We present a kindred with a new mutation of the protein C gene, in which the proband had an unusual clinical presentation. The relationship between warfarin induced skin necrosis and level of anticoagulation was investigated. The pharmacokinetics of protein C concentrate was assessed to determine frequency of replacement therapy. The clinical and biochemical efficacy of therapy with low molecular weight heparin (LMWH) was assessed. The effect of long-term LMWH on bone density in the growing child was monitored using whole body densitometry.

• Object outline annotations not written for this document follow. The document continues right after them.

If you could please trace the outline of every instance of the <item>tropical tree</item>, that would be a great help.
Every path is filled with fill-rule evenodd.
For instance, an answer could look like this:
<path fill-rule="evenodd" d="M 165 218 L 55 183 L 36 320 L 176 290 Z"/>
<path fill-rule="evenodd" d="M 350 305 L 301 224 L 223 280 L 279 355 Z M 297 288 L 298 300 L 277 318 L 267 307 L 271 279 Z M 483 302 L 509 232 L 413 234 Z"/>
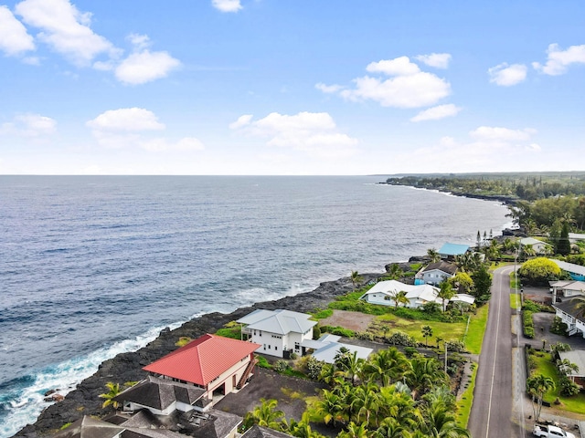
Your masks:
<path fill-rule="evenodd" d="M 532 397 L 532 410 L 535 421 L 540 420 L 542 399 L 548 391 L 555 389 L 555 381 L 552 378 L 543 374 L 537 374 L 526 379 L 526 391 Z"/>
<path fill-rule="evenodd" d="M 429 338 L 432 336 L 432 328 L 431 326 L 422 326 L 422 337 L 426 347 L 429 347 Z"/>
<path fill-rule="evenodd" d="M 399 290 L 394 295 L 394 308 L 399 308 L 399 305 L 406 307 L 410 304 L 410 300 L 408 298 L 407 294 L 408 292 L 405 290 Z"/>
<path fill-rule="evenodd" d="M 321 399 L 314 405 L 313 413 L 321 418 L 325 424 L 331 423 L 335 427 L 338 422 L 345 422 L 346 408 L 342 396 L 331 391 L 323 390 Z"/>
<path fill-rule="evenodd" d="M 364 278 L 357 273 L 357 271 L 351 271 L 350 275 L 351 284 L 353 291 L 356 292 L 356 286 L 360 283 Z"/>
<path fill-rule="evenodd" d="M 344 371 L 352 385 L 356 384 L 356 378 L 361 372 L 365 360 L 357 357 L 357 351 L 353 353 L 342 347 L 334 358 L 335 367 Z"/>
<path fill-rule="evenodd" d="M 122 392 L 120 391 L 120 383 L 113 383 L 109 381 L 106 383 L 106 388 L 108 389 L 108 392 L 104 392 L 103 394 L 98 395 L 101 399 L 105 399 L 103 403 L 101 404 L 102 408 L 112 405 L 113 409 L 118 409 L 120 406 L 120 402 L 116 402 L 114 399 Z"/>
<path fill-rule="evenodd" d="M 402 379 L 404 373 L 410 367 L 410 362 L 404 353 L 395 347 L 381 349 L 364 365 L 363 375 L 368 381 L 388 386 Z"/>
<path fill-rule="evenodd" d="M 441 363 L 434 358 L 417 356 L 410 360 L 410 366 L 404 378 L 406 384 L 412 390 L 414 400 L 418 400 L 433 385 L 448 381 L 447 375 L 441 370 Z"/>
<path fill-rule="evenodd" d="M 443 313 L 447 308 L 447 301 L 449 301 L 453 295 L 455 295 L 455 291 L 451 286 L 451 283 L 443 281 L 439 285 L 439 293 L 437 294 L 437 297 L 442 300 Z"/>
<path fill-rule="evenodd" d="M 337 438 L 367 438 L 368 436 L 369 431 L 365 422 L 357 425 L 354 422 L 350 422 L 344 431 L 337 433 Z"/>
<path fill-rule="evenodd" d="M 436 248 L 427 249 L 427 256 L 431 259 L 431 263 L 436 263 L 441 260 L 441 256 Z"/>
<path fill-rule="evenodd" d="M 404 275 L 404 271 L 398 263 L 393 263 L 390 265 L 390 269 L 388 271 L 388 276 L 393 280 L 398 280 Z"/>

Warfarin therapy required an INR of greater than 3.5 to avoid skin necrosis. If protein C replacement was to be used, doses of 100 U/kg/day would have been required to maintain protein C levels consistently at or above 0.20 U/ml. While receiving prophylactic therapy with LMWH for almost 3 years, there were no episodes of recurrent thrombosis, no skin necrosis and no bleeding. Biochemical markers of in vivo thrombin generation were suppressed and within the normal range. Bone density continued to increase at the normal rate throughout the treatment period.

LMWH is an effective form of long-term therapy for homozygous protein C deficient patients with measurable protein C levels.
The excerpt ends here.